VIENNA, Austria — A new handgrip device can improve the accessibility of mobile gaming technology among stroke patients for self-rehabilitation of arm function, a new study has shown.

The device, developed by scientists at Imperial College London in the United Kingdom, allows patients with severe hand and arm impairment to practice exercises and interact with rehabilitation gaming programs on smart phones or tablets.

Presenting the study at the recent 24th European Stroke Conference (ESC), Paul Rinne, MSc, Imperial College Human Robotics Group, said, "We have shown that patients with severe hand and arm disability can use this device to interact with computer training exercise games. It allows patients to engage with the disabled hand and focus on controlling it."

Paul Rinne

Commenting during the discussion period, Catherine Sackley, chair in rehabilitation and head of physiotherapy, King's College London, said the device looked interesting. Noting that "nothing we do at the moment seems to improve arm function" but that in other areas "you get what you train," she said she would look forward to seeing functional outcome data with the handgrip device.

Rinne explained that physiotherapy is severely underused for stroke patients, with only around half of patients in the United Kingdom receiving the recommended 45 minutes of physiotherapy per day in the stroke unit. Attention to hand and arm function is minimal.

To increase dosage, the use of self-rehabilitation involving mobile technology on smart phones or tablets has been introduced. This complements traditional therapy and motivates patients to increase repetition of movements, and it can also record outcomes and feedback, Rinne noted.

New hand-grip device for self-rehabilitation after stroke. Imperial College London

However, such mobile technology is often accessible only to patients with relatively high function, and it can be very costly.

The new handgrip device is operated by detecting the grip force. It has a wireless Bluetooth connection to the mobile technology and allows patients to move the cursor by adjusting their grip strength, which involves flexion and extension. The device can be calibrated to each patient to accommodate all levels of impairment and is relatively inexpensive, costing around &163;100, Rinne reported.

For the current feasibility study, the researchers screened 342 patients presenting with arm weakness on admission to their stroke unit. Patients with cognitive impairment, language barrier, and pre-existing weakness were excluded; 89 patients were included in the study.

Baseline functional measures were recorded by using standard scales, including Fugl-Meyer (FM) upper extremity, short FM, FM handscale, and National Institutes of Health Stroke Scale. Patients were then given different methods of controlling a standard game: swipe, pressing, tilting motions, or operating a joystick, or the new handgrip controller device. Patients were scored from 0 to 3 on how much control over the cursor they could achieve.

The four standard methods of interacting with the mobile technology did not significantly differ in cursor control. Most patients with mild hand /arm impairment had good control but none of the severely impaired patients attained any control.

However, results were much better with the hand-grip device, with all patients having more control success with this method.
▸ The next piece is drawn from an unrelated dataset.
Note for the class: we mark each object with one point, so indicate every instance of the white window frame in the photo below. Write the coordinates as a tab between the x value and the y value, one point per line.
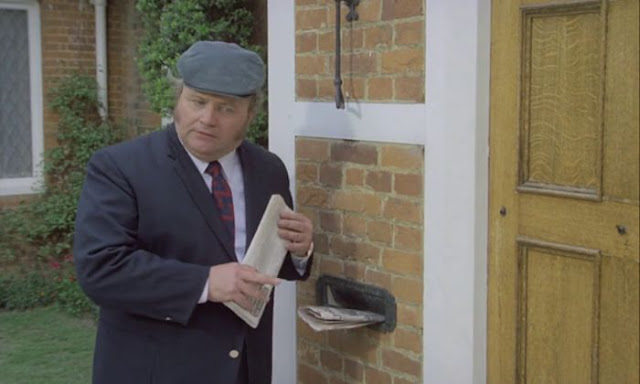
27	185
For example, 56% of patients achieved a control score of 3 with the swipe motion vs 95% of patients with the hand-grip device. Among patients with severe arm/hand impairment, 89% could use the handgrip whereas none could use the tablet swipe motion.

"The handgrip device allows a much higher percentage of patents to engage with mobile rehabilitation technology," Rinne commented to Medscape Medical News. The goal is to work with both physical and cognitive functioning, he added.
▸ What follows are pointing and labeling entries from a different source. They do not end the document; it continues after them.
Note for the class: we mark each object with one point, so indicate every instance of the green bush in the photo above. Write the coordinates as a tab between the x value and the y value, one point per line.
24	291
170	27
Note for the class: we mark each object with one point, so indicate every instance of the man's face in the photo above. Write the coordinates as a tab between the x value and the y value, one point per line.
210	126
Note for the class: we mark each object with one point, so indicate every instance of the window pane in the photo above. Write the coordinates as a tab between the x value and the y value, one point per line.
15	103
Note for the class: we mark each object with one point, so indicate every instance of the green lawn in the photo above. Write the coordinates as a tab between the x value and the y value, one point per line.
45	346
"The device captures a spectrum of patients from the weakest to the strongest," he said. "Patients who have severe deficits and are cognitively impaired can use its most basic functions to play a simple game while those with minimal weakness can work on fine control with games involving fine cognitive details."

He added: "In this feasibility study, we looked at which patients can interact with this device and who can therefore have the relevant training games developed for them. We found that 90% of the most severely impaired patients can use this grip device to interact with such technology. This will allow the vast majority of patients to be sent home with a rehabilitation program to practice on their smart phone or tablet."

The researchers are now seeking funding for a clinical trial with functional outcome measures.

Paul Rinne has disclosed no relevant financial relationships.

24th European Stroke Conference (ESC). Presented May 15, 2015.